“Low pay, LOW LOW PAY!”
“Fair pay, AMERICAN WAY!”
“Kick the rat OUUT!”
Many D.C. office workers, particularly those who work in the vicinity of 13th and G streets, 14th and F streets or Connecticut and L streets NW, have passed an unkempt yet tightly organized assemblage of men and women marching in an oval while repeating singsong chants such as these.
Often, this “information line,” as the Mid-Atlantic Regional Carpenters’ Union called it, moved deliberately beneath the shadow of a huge, inflatable rodent with unlovely teeth and belly sores painted onto its bulk.
The loud, shuffling display, designed to alert the public to the unsavory practices of this or that subcontracting company, popped up — always with a valid permit, of course — across downtown D.C for the past decade. This month, however, the union announced that it was ending the motley parades. “Accordingly, your services will no longer be needed at this time,” the letter from the union said.
Did you ever go by and wonder what it’s like on that line? In January 2012, after bumping into a musician friend walking the circle one day, I became one of those for-hire demonstrators. I marveled as I walked at the fierce loyalties, familial affection and plain old solidarity that spilled from the ranks. Regulars like “Mamma,” “Lady L” and “Romeo” walked the walk and hollered the chants for years: “(Company name here), they pay real skimpy; that’s the reason my pockets are empty!” In the time-honored tradition of union picketing, we would echo this and many other original “hollers.”

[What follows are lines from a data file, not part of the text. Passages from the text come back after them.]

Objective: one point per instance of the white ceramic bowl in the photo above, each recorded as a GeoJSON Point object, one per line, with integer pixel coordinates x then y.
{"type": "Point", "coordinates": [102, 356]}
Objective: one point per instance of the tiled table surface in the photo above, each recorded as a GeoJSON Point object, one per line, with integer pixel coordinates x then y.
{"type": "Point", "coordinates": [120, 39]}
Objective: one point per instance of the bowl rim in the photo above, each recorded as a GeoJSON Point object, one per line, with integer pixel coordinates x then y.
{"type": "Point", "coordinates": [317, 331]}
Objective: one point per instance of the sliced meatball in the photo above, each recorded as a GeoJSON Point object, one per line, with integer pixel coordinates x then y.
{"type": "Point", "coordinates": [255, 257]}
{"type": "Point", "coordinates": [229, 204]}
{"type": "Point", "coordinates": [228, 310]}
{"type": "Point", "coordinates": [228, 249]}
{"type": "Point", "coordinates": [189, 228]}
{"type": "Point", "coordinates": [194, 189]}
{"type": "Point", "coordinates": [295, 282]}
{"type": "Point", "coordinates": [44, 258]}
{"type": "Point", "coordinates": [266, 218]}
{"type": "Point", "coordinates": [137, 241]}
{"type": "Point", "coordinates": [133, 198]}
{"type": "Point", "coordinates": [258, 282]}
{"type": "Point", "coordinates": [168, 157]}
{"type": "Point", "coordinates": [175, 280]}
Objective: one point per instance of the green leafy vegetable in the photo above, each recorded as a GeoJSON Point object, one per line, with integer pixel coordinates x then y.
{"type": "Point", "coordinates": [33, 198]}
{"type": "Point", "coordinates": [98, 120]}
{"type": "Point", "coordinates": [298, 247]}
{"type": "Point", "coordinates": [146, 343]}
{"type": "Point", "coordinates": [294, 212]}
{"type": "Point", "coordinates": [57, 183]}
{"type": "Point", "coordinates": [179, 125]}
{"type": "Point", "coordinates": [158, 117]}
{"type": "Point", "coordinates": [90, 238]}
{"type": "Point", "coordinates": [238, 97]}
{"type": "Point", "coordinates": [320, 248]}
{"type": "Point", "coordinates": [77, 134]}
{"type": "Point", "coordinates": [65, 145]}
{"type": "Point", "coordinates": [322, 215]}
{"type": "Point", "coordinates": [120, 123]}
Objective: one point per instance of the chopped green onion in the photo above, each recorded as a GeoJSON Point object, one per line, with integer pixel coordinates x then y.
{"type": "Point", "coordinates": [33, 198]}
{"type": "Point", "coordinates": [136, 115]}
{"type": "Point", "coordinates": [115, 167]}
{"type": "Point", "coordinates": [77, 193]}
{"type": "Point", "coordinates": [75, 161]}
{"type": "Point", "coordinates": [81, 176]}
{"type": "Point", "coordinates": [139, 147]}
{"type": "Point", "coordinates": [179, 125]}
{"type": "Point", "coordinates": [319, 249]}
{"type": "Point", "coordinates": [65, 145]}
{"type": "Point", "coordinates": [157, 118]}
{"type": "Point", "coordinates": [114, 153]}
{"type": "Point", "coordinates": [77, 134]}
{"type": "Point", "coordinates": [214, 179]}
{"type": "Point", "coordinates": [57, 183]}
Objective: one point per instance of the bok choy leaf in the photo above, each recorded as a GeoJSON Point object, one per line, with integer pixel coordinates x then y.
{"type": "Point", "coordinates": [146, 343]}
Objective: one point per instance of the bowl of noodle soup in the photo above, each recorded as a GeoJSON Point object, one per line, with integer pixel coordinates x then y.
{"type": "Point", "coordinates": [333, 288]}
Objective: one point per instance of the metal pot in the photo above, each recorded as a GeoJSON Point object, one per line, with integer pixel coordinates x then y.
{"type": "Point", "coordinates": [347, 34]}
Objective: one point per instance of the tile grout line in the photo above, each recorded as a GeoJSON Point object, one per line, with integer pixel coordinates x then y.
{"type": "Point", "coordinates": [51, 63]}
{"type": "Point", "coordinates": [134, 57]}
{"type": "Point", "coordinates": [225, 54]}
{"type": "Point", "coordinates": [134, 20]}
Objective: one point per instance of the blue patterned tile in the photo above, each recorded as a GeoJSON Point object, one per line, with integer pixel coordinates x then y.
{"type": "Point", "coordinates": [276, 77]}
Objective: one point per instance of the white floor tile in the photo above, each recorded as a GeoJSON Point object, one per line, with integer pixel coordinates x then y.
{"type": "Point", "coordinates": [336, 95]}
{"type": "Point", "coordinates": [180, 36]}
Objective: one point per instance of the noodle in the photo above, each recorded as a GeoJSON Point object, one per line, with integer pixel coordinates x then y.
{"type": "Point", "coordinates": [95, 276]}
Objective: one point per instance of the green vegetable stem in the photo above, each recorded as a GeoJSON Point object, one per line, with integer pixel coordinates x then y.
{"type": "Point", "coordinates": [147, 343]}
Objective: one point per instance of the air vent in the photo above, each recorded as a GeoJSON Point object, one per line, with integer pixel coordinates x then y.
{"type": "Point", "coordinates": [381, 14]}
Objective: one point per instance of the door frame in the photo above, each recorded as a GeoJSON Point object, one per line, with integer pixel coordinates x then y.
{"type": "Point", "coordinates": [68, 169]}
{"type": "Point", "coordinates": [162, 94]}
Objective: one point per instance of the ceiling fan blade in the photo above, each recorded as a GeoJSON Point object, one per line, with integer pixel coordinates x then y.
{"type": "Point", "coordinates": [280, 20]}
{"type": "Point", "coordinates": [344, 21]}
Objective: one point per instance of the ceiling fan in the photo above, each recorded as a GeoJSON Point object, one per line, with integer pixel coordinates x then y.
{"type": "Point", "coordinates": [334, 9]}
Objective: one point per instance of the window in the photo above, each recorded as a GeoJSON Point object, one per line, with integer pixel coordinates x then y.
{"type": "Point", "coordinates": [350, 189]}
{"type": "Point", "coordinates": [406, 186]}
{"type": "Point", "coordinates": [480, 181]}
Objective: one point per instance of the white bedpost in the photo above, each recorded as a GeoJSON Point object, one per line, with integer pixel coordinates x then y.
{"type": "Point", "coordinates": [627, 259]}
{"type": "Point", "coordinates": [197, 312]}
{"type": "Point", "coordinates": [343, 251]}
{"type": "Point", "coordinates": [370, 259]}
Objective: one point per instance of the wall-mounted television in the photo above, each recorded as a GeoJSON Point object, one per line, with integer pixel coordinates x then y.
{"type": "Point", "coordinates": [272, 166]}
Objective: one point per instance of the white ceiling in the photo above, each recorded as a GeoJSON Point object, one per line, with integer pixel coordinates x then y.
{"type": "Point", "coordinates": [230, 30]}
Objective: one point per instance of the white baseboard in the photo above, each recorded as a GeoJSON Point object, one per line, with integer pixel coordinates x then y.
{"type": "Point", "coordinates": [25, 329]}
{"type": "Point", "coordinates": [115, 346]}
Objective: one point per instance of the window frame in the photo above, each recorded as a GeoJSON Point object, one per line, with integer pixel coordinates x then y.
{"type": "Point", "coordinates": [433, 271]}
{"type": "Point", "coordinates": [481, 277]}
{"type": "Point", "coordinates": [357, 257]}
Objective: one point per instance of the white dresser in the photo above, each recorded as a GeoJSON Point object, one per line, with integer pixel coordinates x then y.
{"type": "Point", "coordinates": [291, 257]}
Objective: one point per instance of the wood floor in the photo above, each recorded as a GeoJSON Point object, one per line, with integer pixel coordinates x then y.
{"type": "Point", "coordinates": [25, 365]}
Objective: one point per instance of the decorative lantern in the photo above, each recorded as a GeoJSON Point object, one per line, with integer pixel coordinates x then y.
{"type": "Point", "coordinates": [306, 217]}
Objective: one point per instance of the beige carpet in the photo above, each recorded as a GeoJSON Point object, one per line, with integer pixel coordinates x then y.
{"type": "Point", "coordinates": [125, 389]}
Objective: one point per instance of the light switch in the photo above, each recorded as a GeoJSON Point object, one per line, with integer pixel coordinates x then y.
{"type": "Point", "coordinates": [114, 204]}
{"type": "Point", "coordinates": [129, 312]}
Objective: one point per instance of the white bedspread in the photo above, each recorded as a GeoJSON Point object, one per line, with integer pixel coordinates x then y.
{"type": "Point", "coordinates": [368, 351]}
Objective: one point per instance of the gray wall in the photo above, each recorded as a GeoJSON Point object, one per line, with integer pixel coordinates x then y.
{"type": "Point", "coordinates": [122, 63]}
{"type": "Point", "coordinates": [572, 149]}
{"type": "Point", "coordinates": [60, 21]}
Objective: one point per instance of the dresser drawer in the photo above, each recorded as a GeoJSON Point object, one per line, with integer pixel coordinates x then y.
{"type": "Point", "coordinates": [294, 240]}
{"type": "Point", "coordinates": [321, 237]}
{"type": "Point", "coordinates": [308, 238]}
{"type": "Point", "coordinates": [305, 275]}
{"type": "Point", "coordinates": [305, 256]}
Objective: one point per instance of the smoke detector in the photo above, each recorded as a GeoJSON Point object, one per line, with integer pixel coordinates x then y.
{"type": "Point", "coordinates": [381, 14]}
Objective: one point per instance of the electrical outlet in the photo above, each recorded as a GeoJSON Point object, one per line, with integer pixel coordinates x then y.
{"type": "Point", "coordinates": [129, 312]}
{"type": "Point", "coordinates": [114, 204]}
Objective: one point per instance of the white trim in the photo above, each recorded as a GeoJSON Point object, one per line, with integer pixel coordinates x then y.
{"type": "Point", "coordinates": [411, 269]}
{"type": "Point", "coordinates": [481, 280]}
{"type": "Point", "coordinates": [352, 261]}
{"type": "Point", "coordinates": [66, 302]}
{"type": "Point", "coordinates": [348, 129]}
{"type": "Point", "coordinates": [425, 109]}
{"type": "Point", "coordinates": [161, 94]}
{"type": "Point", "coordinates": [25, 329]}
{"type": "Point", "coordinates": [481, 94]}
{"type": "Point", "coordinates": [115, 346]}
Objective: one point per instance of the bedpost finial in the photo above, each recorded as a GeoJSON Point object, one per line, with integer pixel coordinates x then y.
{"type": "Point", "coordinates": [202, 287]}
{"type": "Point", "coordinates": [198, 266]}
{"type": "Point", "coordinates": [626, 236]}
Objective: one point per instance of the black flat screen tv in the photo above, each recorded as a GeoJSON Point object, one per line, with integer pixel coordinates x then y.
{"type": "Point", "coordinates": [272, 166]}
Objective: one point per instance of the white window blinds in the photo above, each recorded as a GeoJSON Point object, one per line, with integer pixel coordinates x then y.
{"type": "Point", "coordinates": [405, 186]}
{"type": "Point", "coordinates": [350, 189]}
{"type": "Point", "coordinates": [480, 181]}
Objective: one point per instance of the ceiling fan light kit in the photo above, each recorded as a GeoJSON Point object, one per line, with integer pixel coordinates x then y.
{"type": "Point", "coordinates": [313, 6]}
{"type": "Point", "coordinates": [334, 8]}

On the line, the pay was more than $10 an hour and the hours reasonable. We were doing it for the paycheck, though that doesn’t mean we didn’t agree with the cause. When pressed, my fellow marchers clearly sympathized with the union; they understood what a union wage could mean to a worker.
The savvy ones arrived early with coffee and collapsible folding chairs, or at least a crate that could be used from time to time to take the weight off tired legs and feet. The more seasoned the marcher, the more substantial the footwear. One part-timer — a former lawyer, we were told — walked in tight oxfords, not a good choice. In the winter, when I started, it was an intimidating blur of headscarfs, furry Cossack hats, wool caps and down coats, with a few Dallas Cowboys or Chicago Bears warm-up jackets thrown in. Redskins gear was surprisingly rare.
When I arrived, many of the ensemble beat cowbells and plastic buckets. Eventually, we dropped that “go-go”-inspired racket — one of the union guys said it was fallout from a court case — but our lusty bellowing continued until the turn of this year.
After many stabs at fitting in, I found my niche. The strident cries of “You’re off rhythm” died away, and I got used to the friendly heckling and occasional disparaging stares of passersby. Now the whole enterprise has marched into history. The District’s downtown streets will be quieter. They’ll be less interesting, too.